When I put random_state = None and run Decision tree for regression in python sklearn, it takes different variables to build tree each time?

Shouldn't there be only few top variables which should be used to split and should throw me similar trees everytime?

Also, if I use integer for random_state and run the decision tree, it gives me a different tree for each random_state setting. Which tree should be selected in case of so many trees?

Topic cart decision-trees regression scikit-learn

Category Data Science


The documentation says:

random_state : int, RandomState instance, default=None

Controls the randomness of the estimator. The features are always randomly permuted at each split, even if splitter is set to "best". When max_features < n_features, the algorithm will select max_features at random at each split before finding the best split among them. But the best found split may vary across different runs, even if max_features=n_features. That is the case, if the improvement of the criterion is identical for several splits and one split has to be selected at random. To obtain a deterministic behaviour during fitting, random_state has to be fixed to an integer.

So:

it takes different variables to build tree each time?

The randomness comes from picking different variables when building the tree, indeed.

Shouldn't there be only few top variables which should be used to split and should throw me similar trees everytime?

Not necessarily, this depends on the parameters and the data:

  • If an int is given as value for the parameter random_state, a particular random state is used every time so the tree is fixed, even though it's not necessarily the only one possible. Let's assume that the default value None is provided.
  • If the parameter max_features is anything other than None or auto, then a random subset of the features is selected before every split. Of course, this means that a particular variable might not be selected, so this might cause differences at every run. Let's assume that the default value None is provided.
  • If all the features can be used at every run, there's no randomness anymore in the selection before the split. But even if the default value best is provided for splitter, it would be wrong to assume that there is a single best variable at each node: it's possible that two (or more) different variables are tied, i.e. they would provide an equal improvement in the criterion chosen (by default mse).
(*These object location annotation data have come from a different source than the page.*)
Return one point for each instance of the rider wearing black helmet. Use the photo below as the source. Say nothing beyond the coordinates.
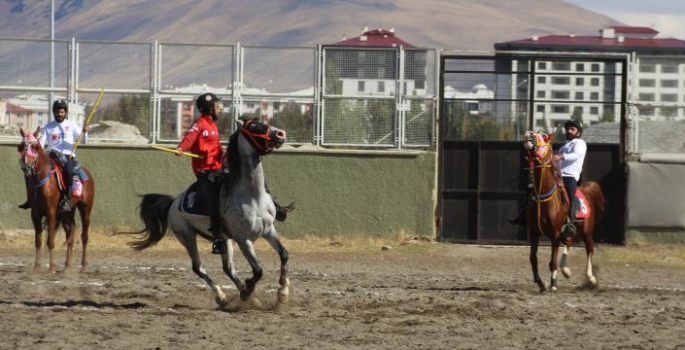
(571, 155)
(59, 137)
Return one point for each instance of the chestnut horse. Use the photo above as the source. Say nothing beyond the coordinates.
(44, 197)
(547, 211)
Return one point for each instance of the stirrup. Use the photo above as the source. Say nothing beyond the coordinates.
(219, 246)
(65, 205)
(282, 212)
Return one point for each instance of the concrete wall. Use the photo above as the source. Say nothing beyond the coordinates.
(336, 193)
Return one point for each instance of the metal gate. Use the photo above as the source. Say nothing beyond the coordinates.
(488, 102)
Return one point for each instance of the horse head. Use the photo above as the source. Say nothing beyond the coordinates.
(30, 150)
(263, 137)
(539, 148)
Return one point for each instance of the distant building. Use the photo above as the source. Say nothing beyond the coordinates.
(374, 72)
(31, 111)
(657, 78)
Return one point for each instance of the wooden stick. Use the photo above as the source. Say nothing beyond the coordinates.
(166, 149)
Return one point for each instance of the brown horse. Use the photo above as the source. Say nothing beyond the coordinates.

Conclusion: assuming you used the default None for max_features, the fact that you obtain different trees at every run means that there are frequently ties between variables with your data. If there are only minor differences in the nodes at the bottom of the tree then it's not significant, but if there are many changes including close to the root of the tree then it means that the model is unstable. The latter case is usually a bad sign, possibly none of the features is really helpful to predict the value and the model overfits.

Also, if I use integer for random_state and run the decision tree, it gives me a different tree for each random_state setting. Which tree should be selected in case of so many trees?

The possibility to select a random state is not intended to select a particular tree, it's intended to make the experiment reproducible. So in my opinion you shouldn't select one of the trees like this. Instead of selecting an arbitrary tree, you could try to investigate why the model is unstable and fix it if possible. The first step is to actually evaluate the model(s) on some test data: if there is a problem such as overfitting, it will be visible in the performance.